More importantly, Glu recently updated one of its popular titles. The company has just launched MLB Tap Sports Baseball 2020 as the latest update to its Tap Sports Baseball franchise, which has seen more than 40 million downloads over the years. The franchise recorded 21% bookings growth in 2019. Glu will be hoping to sustain that momentum as it expands the title to more than 100 new countries.

Meanwhile, Glu is expected to launch Disney Sorcerers Arena shortly, a title for which it had started taking pre-registrations last month. This title will see Disney and Pixar characters battle against each other in both single-player and player-vs.-player formats, and it could help Glu attract more users given the popularity of the Disney name.
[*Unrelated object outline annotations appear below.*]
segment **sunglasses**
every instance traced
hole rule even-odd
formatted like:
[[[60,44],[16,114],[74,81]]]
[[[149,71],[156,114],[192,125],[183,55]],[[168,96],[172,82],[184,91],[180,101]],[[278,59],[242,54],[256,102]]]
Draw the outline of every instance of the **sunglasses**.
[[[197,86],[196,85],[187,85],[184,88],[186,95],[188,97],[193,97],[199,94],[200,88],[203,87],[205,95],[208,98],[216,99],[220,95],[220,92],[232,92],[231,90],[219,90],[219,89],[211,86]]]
Apart from these launches, two more Glu titles are expected to hit the market this year.

Some more positives

Glu Mobile already predicts a drop in costs this year. It estimates marketing and acquisition expenses of $110 million, compared to last year's outlay of $118 million. This should help Glu boost its margins further in the coming quarters, just as it has been doing over the past few years.

GLUU Operating Margin (TTM) Chart

GLUU Operating Margin (TTM) data by YCharts

What's more, Glu Mobile's balance sheet appears to be in good stead. The company is sitting on $127 million in cash and has less than $41 million in debt, while its free cash flow has also been heading north over the past couple of years.

All in all, Glu Mobile could turn out to be a good pick in these trying times. It provides a service that can be consumed while staying at home, and demand for the same is reportedly rising during the COVID-19 outbreak.